После поездок мы возвращались в номер 609, ели или расходились по домам, когда он был готов пойти к себе. Он то и дело просил меня помочь ему при ходьбе, а затем бросал на пол, превратив этот небольшой ритуал в ежедневную рутину. Каждый раз он смеялся с неослабевающим энтузиазмом. Он хватал мою руку со словами:

— Думаешь, я слабею?

— Нет!.. Ну, может быть…

До того как сесть в машину, у него почти всегда было хорошее настроение. Затем мы спускались с ним и вечно толкущимся рядом Преподобным на лифте в гараж. В лифте Юджи, дурачась, постоянно подталкивал меня плечом, оттесняя к задней стенке. Иногда я сбегал вниз по ступенькам, чтобы открыть для него дверь гаража, пока он шёл к нему по наклонному полу.

Молчаливая спутница Преподобного держала его машину наготове. Юджи занимал своё место, и только после этого за руль садился Преподобный. Они начинали выезжать, протискиваясь своим огромным авто между цементными стойками гаража и каждый раз едва не задевали их.

Наконец, чтобы привести себя в норму, мне пришлось на несколько дней сделать перерыв в поездках. Когда он меня проигнорировал, меня накрыла вина. Поразительно, с какой скоростью я посчитал себя изгнанным из королевства. Сработал привычный шаблон, заставлявший меня воображать подобные вещи. Примерно так же чувствовала себя Йогиня перед отъездом.

После того как машины скрылись из вида, я увидел, что на скамейке перед своей квартирой сидит Линн. Я сказал ему, что больше не могу. Он улыбнулся, а затем засмеялся: «Я всё смотрел и думал, ребята, на сколько вас хватит». Я вывалил ему все свои сомнения и страхи. Погода на улице была чудесной. У его дочери в юридической школе были каникулы, и она проводила их вместе с отцом. Зная Юджи много лет, выросши на его глазах, она не была зачарована им подобно нам. Мы с Линном пробродили и проболтали несколько часов. Вернувшись назад и убедившись, что машины ещё не вернулись, мы пообедали и стали болтать снова. Впервые за многие недели я возвращался домой без чувства тяжести.
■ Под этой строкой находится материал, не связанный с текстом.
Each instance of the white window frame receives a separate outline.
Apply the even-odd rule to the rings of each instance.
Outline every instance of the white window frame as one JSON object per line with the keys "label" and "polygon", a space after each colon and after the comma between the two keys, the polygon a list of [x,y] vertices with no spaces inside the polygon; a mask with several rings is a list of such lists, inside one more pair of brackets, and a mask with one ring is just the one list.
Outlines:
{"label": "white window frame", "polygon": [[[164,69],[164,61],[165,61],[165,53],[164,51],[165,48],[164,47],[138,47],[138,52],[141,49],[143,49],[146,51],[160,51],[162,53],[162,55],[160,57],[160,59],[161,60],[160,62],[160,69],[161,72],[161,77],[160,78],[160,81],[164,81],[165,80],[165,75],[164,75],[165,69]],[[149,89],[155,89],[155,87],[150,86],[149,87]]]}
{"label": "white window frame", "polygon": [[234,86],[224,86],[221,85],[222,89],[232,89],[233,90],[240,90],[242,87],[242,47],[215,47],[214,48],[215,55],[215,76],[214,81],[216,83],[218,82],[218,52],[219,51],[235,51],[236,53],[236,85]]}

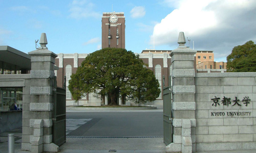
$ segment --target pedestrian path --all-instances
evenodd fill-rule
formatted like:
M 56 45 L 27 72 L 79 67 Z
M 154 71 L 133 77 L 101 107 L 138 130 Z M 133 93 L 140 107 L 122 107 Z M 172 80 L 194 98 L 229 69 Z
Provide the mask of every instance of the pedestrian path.
M 73 131 L 84 124 L 92 118 L 66 119 L 66 134 L 67 135 Z

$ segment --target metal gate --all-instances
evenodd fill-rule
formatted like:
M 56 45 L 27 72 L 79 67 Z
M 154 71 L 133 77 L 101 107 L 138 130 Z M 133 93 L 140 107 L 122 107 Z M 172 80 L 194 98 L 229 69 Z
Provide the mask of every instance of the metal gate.
M 60 146 L 66 142 L 66 89 L 57 87 L 53 119 L 53 142 Z
M 163 141 L 167 145 L 173 140 L 173 116 L 172 106 L 172 85 L 170 76 L 168 78 L 168 87 L 163 87 Z M 163 79 L 164 80 L 164 78 Z

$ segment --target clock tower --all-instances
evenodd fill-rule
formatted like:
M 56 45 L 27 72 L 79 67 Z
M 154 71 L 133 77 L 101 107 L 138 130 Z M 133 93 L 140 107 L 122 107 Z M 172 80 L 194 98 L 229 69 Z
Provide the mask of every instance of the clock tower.
M 125 20 L 123 12 L 103 13 L 102 48 L 125 48 Z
На следующее утро Юджи снова требовалось куда-то ехать, на этот раз праздновать чей-то день рождения. «Я не собираюсь целый день сидеть здесь и глазеть на вас!» Пулей выскочив из комнаты, я сел за руль вэна и помчался к Рави, другу из Бостона, чтобы попросить его один день побыть водителем. Как только они уехали, я вернулся в квартиру в надежде посмотреть телевизор и обнаружил там Нарена — немца-астролога. Я и ему вывалил кипевшие во мне, как в адском котле, чувства, и, слава богу, он помог мне с ними разобраться.
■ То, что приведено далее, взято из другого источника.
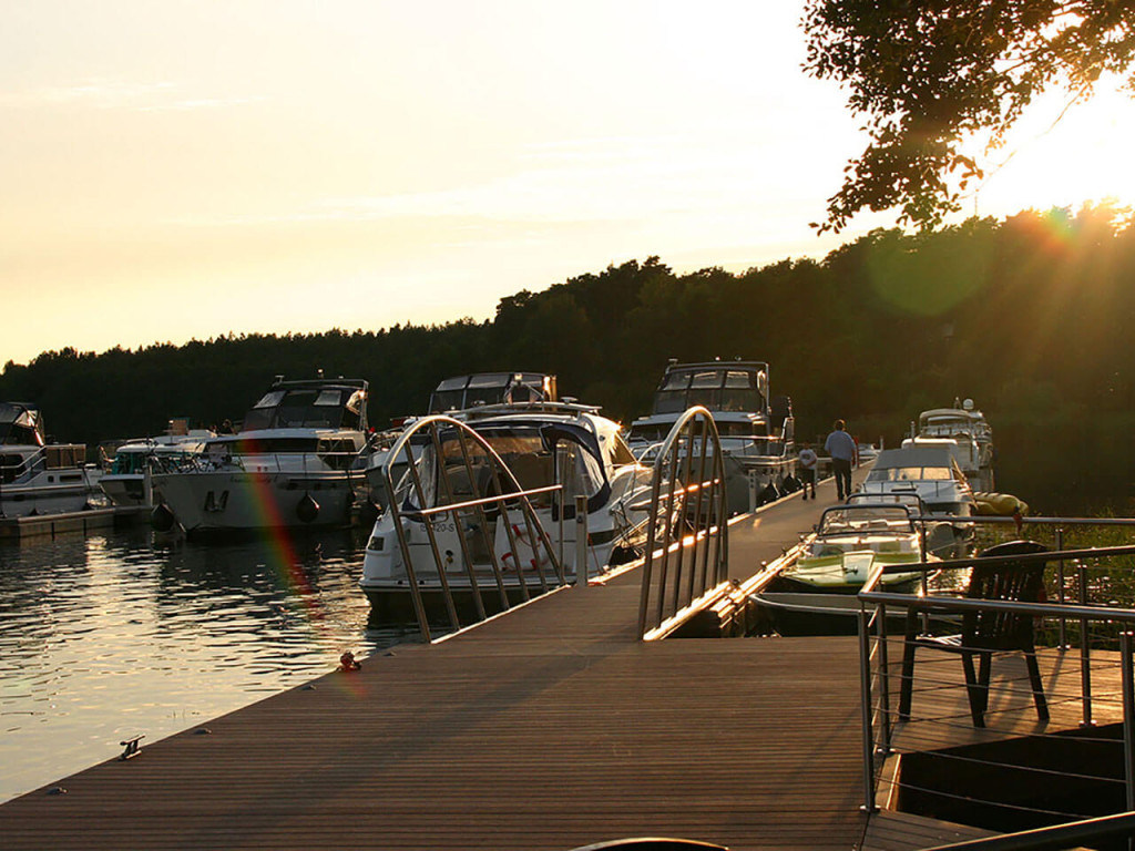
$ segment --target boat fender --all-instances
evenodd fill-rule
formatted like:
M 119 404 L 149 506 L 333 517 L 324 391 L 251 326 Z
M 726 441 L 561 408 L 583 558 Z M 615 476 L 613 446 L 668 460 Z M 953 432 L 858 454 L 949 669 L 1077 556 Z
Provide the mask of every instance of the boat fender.
M 174 515 L 173 509 L 165 503 L 158 503 L 150 512 L 150 525 L 154 531 L 158 532 L 169 532 L 174 529 L 174 523 L 177 522 L 177 517 Z
M 295 506 L 295 516 L 304 523 L 314 523 L 319 516 L 319 503 L 311 498 L 311 494 L 303 492 L 303 498 Z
Войдя в комнату на следующее утро, я услышал, как Юджи читает дадаистскую проповедь на излюбленные темы политики и религии:

— Думаю, мне нужно построить храм в честь вашего президента Никсона!
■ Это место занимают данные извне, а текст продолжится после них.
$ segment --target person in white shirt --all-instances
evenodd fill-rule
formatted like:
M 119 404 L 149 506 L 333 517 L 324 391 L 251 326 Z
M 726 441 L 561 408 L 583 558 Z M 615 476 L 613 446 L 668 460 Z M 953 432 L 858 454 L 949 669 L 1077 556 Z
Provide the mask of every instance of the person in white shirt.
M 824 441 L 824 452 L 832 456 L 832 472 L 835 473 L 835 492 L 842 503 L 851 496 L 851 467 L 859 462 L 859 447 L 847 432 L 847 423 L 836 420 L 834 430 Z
— Я посрал на фото этого грязного ублюдка Раманы Махарши! А сейчас посрал бы ещё и на его лицо.

— Джидду Кришнамурти раздевал догола всех шестнадцатилетних девушек и наблюдал за ними в кровати.

— Единственное учение, которое у меня есть, — это деньги! Не рассказывайте мне весь этот бред!

На столе стояла маслёнка с открытой крышкой. Нью-йоркерша вернула крышку на место, прикрыв масло, и тут же получила от Юджи:

— Я хочу, чтобы мухи насрали в масло, чтобы вы ели их дерьмо!

Время от времени он спрашивал:

— Что там Юджи говорит? Я хочу знать!

Затем, не дожидаясь ответа, продолжал:

— Вы не можете ни согласиться, ни опровергнуть. Что вы можете об этом сказать? Я хочу знать!

Затем он произнёс слова, полностью противоположные своим постоянным заявлениям о деньгах:

— Изобретение денег — худшее, что когда-либо случалось в этом мире.